Tom Williams | Cq-roll Call, Inc. | Getty Images
WASHINGTON — The Senate Banking Committee on Wednesday voted to send to the total Senate a bill that goals to carry banking executives accountable after the collapse of several big banks.
The Recovering Executive Compensation from Unaccountable Practices Act, often called the RECOUP Act, would give regulators power to claw back compensation for executives of failed banks, institute penalties for misconduct and direct banks to beef up corporate governance, in response to the committee.
Members voted 21-2 to pass the measure out of committee. Sens. Thom Tillis, R-N.C., and Bill Hagerty, R-Tenn., voted no.
Sens. Sherrod Brown, D-Ohio, chairman of the committee, and rating member Tim Scott, R-S.C., announced an agreement on the laws last week. Brown is up for reelection next 12 months, and Scott is running for the 2024 Republican presidential nomination.
What’s within the RECOUP Act
The bill goals to:
- Allow regulators to remove senior banking executives who show misconduct in oversight, including failures to use risk controls and breaches of fiduciary duty. It will also give regulators the discretion to ban these executives from the industry.

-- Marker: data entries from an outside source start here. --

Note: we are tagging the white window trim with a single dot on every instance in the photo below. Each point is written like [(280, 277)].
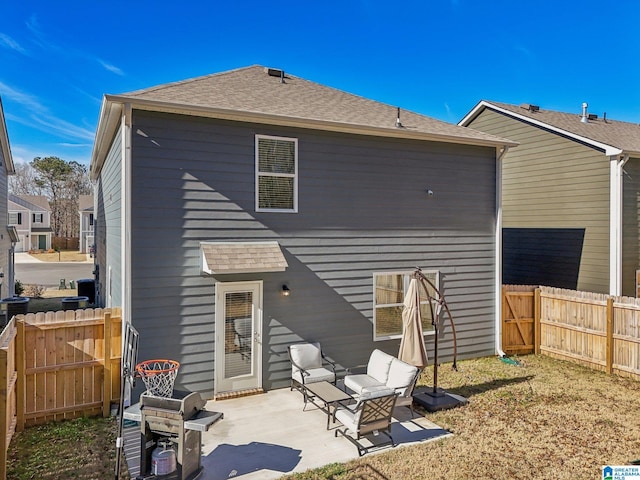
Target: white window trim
[(406, 280), (295, 175)]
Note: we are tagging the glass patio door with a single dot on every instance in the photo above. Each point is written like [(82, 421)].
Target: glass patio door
[(238, 346)]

- Require banks to adopt enforcement of responsible management bylaws, including allowances for the bank’s board or the Federal Deposit Insurance Corporation to claw back compensation an executive received within the two years before a bank’s failure.
- Boost regulatory control over penalties for executives who break the law and increase the utmost civil penalty for the worst violations.
- Define a “senior executive” as those that are amongst a bank’s senior leadership and certain directors.
Scott said the bill is a “commonsense solution to deal with executive accountability.”
Brown said, “It is time for CEOs to face consequences for his or her actions, similar to everyone else.”
But Tillis said the bill is “too expansive” and might stifle innovation for senior executives.
“You are going to provide reasons for people to pursue a position aside from the C-suite that will have good ideas that just fail. That is not malpractice. That is only a management decision that did not bear out,” Tillis said in the course of the markup.
Hagerty said the bill “can have the perverse effect of creating the largest banks even greater” on the expense of smaller banks.
“Second, it lets the federal government regulators and bureaucrats — whose supervisory failures led to SVB’s collapse — off scot-free. Actually, it empowers government agencies much more,” he said in a press release released Wednesday.
The RECOUP Act is one in every of several bills introduced in recent months targeting regulatory and management lapses that led to failures like those of Silicon Valley Bank and Signature Bank earlier this 12 months.
Sen. Elizabeth Warren, D-Mass., a member of the Senate Banking Committee, spearheaded a bipartisan clawback bill with Democratic Sen. Catherine Cortez Masto, of Nevada, and Republican Sens. Josh Hawley, of Missouri, and Mike Braun, of Indiana.
Released in March, the bill calls for clawbacks of all or a part of the compensation received by bank executives in the course of the five years preceding a bank failure, compared with two years of clawbacks under the RECOUP Act.